Remove objects from the output of a web or filter activity in ADF

Julius 40 Reputation points
2023-03-17T18:39:01.68+00:00

Hello everyone,

I have a ADF pipeline which uses a web activity to list object data from an API endpoint. The output is then filtered and gives a result following this schema:

{
    "ItemsCount": 886,
    "FilteredItemsCount": 8,
    "Value": [
        {
            "path": "FolderName1/FolderName2/EndFolderName3/FileName1",
            "path_type": "object"
        },
        {
            "path": "FolderName1/FolderName2/EndFolderName3/FileName2",
            "path_type": "object"
        },
        {     
            "path": "FolderName1/FolderName2/EndFolderName4/FileName3",
            "path_type": "object"
        },
        {
            "path": "FolderName1/FolderName2/EndFolderName4/FileName4",
            "path_type": "object"          
        },
        {
            "path": "FolderName1/FolderName2/EndFolderName5/FileName5",
            "path_type": "object"
        },
        {
            "path": "FolderName1/FolderName2/EndFolderName5/FileName6",
            "path_type": "object"
        },
        {
            "path": "FolderName1/FolderName2/EndFolderName6/FileName7",
            "path_type": "object"
        },
        {
            "path": "FolderName1/FolderName2/EndFolderName6/FileName8",
            "path_type": "object"
        }
    ]
}

As you can see.
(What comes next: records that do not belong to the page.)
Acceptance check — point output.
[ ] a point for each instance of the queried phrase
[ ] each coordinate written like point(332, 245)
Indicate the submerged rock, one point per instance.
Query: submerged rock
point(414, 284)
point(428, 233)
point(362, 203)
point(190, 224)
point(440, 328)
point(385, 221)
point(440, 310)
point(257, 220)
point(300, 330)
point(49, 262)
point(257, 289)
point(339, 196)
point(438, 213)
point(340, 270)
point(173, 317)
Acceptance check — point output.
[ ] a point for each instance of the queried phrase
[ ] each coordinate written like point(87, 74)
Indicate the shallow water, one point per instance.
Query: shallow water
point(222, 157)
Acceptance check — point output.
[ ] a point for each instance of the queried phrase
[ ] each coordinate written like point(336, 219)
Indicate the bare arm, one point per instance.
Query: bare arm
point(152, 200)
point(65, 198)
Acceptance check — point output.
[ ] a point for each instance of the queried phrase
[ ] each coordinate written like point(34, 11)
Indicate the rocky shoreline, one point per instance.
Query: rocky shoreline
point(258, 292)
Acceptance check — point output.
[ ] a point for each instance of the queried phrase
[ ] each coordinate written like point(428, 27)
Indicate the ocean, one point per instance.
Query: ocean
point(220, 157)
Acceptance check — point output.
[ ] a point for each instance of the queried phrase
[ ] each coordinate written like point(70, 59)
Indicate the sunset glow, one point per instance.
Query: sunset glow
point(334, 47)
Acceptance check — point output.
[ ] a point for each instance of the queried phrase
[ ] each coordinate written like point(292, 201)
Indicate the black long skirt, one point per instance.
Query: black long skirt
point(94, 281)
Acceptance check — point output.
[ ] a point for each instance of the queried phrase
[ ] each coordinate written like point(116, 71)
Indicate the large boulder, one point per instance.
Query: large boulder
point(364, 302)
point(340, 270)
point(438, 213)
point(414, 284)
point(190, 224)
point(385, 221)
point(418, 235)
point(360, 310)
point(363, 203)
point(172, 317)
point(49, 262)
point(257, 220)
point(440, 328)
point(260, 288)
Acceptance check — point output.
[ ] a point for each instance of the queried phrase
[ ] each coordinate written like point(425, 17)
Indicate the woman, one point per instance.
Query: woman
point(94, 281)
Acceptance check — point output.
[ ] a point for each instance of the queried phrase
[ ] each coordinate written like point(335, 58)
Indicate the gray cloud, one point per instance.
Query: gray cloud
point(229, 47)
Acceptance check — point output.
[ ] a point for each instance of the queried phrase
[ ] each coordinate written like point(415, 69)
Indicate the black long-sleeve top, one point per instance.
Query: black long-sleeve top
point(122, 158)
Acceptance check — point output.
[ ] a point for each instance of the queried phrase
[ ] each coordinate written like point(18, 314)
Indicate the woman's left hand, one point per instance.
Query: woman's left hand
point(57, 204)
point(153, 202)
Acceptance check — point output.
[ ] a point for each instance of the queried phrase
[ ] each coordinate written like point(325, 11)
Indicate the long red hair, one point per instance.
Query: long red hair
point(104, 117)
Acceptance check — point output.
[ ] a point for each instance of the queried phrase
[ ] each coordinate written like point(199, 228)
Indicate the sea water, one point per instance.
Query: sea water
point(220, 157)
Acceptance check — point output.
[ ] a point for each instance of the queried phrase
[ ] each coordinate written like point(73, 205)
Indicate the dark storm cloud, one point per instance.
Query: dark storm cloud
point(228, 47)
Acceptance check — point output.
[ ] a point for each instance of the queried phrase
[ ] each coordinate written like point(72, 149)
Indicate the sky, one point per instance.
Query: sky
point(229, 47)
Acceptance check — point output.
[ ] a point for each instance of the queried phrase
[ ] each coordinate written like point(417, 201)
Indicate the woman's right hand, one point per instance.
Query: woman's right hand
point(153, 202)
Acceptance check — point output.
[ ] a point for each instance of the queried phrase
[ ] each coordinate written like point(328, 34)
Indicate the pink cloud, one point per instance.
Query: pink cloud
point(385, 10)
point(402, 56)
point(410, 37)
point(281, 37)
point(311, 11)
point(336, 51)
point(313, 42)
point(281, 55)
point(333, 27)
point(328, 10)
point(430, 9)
There are multiple "Endfolders" which contain multiple objects.

How can I adjust this output so that I have the same schema but only have a single object of each "Endfolder"?

To be more clear: The target Schema is supposed to look like this:

{
    "ItemsCount": 886,
    "FilteredItemsCount": 8,
    "Value": [
        {
            "path": "FolderName1/FolderName2/EndFolderName3/FileName1",
            "path_type": "object"
        },
        {     
            "path": "FolderName1/FolderName2/EndFolderName4/FileName3",
            "path_type": "object"
        },                   
        {
            "path": "FolderName1/FolderName2/EndFolderName5/FileName5",
            "path_type": "object"
        },
        {
            "path": "FolderName1/FolderName2/EndFolderName6/FileName7",
            "path_type": "object"
        }
    ]
}

The target is to have every "Endfolder" only once in the output since the output is used for a loop activity which causes bugs if the loop activities are performed several times over the same "Endfolder". It doesn't matter which file in an "Endfolder" is left. It is only important that it is just one. Also the amount of folder layers and objects inside an "Endfolder" may vary.

How can I do this with Azure Data Factory?

Azure Data Factory
Azure Data Factory
An Azure service for ingesting, preparing, and transforming data at scale.
10,196 questions
0 comments No comments
{count} votes

Accepted answer
  1. KranthiPakala-MSFT 46,442 Reputation points Microsoft Employee
    2023-03-21T01:38:03.3133333+00:00

    Hi @Julius ,

    Welcome to Microsoft Q&A forum and thanks for reaching out here.

    My assumption is that your folder and subfolder hierarchy remain consistent. If yes, then you can create an array variable which will be used in Append variable activity which will be used in condition check to filter down to distinct paths.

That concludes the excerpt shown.